No volví a verlo. El resto lo escuché de los vecinos, todos los cuales estuvieron escandalizados durante una semana o cosa así. Había regresado a Akita, había cierta chica ahí, y quién lo hubiera pensado, un muchacho encantador, un trabajador confiable como él.

Como sea, ella trabajaba en aquella cafetería, el había ido ahí, y entonces… pero aquí las historias variaban. Tal vez hubo una discusión, tal vez ella había gritado en presencia de los otros clientes. En cualquier caso fue probablemente después de algo así cuando él fue a ver a su madre, por última vez.

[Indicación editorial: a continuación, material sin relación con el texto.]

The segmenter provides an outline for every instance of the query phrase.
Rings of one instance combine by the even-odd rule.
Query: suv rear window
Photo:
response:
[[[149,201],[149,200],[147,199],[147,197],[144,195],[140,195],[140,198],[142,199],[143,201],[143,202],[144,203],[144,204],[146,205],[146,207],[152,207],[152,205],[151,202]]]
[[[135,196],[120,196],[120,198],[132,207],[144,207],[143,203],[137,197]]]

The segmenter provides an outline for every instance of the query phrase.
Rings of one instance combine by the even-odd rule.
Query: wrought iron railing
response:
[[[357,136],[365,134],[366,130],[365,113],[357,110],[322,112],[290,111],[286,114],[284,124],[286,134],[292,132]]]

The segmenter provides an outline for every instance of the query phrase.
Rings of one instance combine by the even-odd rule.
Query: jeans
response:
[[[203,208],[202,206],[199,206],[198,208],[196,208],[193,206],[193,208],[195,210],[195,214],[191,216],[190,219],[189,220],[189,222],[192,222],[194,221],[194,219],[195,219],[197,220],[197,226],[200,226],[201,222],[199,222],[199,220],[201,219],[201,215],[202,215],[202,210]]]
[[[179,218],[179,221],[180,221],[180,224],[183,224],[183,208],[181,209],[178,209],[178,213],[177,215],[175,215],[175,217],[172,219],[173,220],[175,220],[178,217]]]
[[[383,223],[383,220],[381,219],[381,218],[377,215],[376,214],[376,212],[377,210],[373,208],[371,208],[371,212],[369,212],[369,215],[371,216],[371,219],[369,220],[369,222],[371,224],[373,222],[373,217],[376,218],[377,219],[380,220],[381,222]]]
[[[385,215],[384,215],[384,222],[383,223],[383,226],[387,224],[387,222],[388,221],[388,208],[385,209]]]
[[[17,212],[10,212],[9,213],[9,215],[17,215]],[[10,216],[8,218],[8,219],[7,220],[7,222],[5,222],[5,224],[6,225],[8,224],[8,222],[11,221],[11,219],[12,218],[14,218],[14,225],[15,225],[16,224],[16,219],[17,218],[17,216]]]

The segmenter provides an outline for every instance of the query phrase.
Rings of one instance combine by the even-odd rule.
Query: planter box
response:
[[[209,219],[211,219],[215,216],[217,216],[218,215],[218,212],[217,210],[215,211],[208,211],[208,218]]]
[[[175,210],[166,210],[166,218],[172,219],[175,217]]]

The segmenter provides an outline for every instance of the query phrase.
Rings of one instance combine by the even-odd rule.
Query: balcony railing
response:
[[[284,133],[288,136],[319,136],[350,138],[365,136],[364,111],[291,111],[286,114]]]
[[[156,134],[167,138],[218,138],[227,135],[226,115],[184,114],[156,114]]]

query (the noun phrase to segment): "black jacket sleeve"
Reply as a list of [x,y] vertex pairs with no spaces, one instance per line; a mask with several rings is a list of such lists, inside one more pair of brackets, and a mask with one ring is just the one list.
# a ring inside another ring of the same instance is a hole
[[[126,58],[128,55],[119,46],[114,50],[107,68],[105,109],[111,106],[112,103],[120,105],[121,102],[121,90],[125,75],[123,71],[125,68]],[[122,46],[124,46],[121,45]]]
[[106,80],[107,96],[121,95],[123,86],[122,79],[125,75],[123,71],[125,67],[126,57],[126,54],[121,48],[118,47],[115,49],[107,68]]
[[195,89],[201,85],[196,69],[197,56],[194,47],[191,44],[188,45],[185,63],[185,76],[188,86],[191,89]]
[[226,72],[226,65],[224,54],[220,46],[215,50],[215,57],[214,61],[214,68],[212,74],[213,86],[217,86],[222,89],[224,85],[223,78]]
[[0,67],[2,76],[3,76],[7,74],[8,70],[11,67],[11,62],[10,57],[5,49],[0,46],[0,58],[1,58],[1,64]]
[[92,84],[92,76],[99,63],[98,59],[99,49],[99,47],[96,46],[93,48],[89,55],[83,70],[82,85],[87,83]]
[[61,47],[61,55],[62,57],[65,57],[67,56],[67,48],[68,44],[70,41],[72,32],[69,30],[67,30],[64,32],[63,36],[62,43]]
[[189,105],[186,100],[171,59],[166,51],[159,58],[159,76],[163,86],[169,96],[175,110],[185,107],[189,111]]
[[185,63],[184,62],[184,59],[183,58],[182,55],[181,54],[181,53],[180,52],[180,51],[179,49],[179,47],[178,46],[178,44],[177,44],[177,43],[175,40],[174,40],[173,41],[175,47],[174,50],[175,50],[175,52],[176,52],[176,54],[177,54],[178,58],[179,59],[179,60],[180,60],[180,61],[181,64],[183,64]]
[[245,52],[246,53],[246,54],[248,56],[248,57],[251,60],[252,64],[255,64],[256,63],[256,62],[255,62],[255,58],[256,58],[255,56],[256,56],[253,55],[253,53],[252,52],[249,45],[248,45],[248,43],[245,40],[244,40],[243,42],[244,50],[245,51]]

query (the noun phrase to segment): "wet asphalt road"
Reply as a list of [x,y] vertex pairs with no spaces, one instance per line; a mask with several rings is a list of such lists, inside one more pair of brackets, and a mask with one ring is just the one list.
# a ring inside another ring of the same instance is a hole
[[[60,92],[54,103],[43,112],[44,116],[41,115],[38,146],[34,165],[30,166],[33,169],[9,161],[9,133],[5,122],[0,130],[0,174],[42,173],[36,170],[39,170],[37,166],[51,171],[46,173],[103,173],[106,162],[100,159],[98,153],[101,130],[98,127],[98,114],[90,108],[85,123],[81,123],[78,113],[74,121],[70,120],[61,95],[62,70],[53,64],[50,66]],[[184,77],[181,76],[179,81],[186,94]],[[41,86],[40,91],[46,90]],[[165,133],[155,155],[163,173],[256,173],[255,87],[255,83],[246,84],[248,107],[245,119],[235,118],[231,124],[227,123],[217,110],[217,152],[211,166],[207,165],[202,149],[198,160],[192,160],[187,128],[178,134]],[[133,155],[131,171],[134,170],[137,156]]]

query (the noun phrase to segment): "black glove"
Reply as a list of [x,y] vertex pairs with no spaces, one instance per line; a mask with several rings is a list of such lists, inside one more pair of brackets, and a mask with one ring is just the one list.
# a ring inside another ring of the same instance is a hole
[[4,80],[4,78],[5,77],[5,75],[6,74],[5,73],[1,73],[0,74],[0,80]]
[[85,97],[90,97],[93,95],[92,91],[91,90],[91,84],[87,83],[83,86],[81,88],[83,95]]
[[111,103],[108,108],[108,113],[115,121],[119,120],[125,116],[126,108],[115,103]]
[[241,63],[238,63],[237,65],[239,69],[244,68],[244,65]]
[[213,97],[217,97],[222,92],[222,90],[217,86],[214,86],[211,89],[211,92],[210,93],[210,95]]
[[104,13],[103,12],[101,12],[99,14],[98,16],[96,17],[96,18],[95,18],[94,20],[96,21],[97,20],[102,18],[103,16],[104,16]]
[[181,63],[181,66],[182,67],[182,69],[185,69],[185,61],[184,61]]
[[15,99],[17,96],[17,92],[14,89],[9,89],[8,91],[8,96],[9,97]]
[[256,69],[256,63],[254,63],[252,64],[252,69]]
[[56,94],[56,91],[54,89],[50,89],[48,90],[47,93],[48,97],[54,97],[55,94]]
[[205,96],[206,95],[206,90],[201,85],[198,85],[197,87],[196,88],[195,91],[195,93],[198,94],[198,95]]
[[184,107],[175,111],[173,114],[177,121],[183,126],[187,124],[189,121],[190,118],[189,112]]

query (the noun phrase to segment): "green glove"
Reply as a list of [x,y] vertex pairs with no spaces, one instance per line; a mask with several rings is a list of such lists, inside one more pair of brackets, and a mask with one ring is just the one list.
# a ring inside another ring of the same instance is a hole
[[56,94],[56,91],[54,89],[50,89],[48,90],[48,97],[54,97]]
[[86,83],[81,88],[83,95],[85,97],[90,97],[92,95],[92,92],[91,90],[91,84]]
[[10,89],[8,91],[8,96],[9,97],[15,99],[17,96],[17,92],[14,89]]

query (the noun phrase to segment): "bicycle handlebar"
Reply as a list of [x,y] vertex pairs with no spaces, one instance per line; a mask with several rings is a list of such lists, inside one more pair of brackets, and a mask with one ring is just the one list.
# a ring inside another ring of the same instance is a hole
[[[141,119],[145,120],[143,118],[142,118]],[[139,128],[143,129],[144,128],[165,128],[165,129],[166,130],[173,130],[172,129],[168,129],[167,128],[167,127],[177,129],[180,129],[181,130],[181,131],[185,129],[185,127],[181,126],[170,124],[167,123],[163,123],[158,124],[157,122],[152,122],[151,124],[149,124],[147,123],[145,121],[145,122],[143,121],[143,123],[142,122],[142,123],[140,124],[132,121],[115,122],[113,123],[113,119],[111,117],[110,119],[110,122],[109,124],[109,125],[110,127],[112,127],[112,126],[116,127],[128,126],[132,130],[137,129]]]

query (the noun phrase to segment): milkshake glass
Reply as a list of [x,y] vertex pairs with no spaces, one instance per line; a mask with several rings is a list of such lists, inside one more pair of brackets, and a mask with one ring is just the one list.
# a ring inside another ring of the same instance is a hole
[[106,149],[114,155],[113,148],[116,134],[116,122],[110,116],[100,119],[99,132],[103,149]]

–Se mató, dije, viéndolo ante mí, pensando en su padre: se disparó. 

Bueno, eso no lo sabían. Bueno, muy bien, probablemente se mató. Parece que lo encontraron en la playa, en la lluvia, evidentemente mucho después de muerto. ¿De un disparo? No, no lo creen. No tenía una pistola, ¿ves? La historia era que había tomado una navaja de la cocina de su mamá y la había usado. Al menos eso era lo que la gente decía.

No pude enterarme de nada más. El dueño de la nandemoya se negó a contestar más preguntas. Me paré frente a la tienda y pensé en él: Hidetada Sato, de diecinueve años, solo en esa playa helada. ~

© Donald Richie

De Geisha, Gangster, Neighbor,

Nun: Scenes from Japanese Lives, Kodansha, 1987.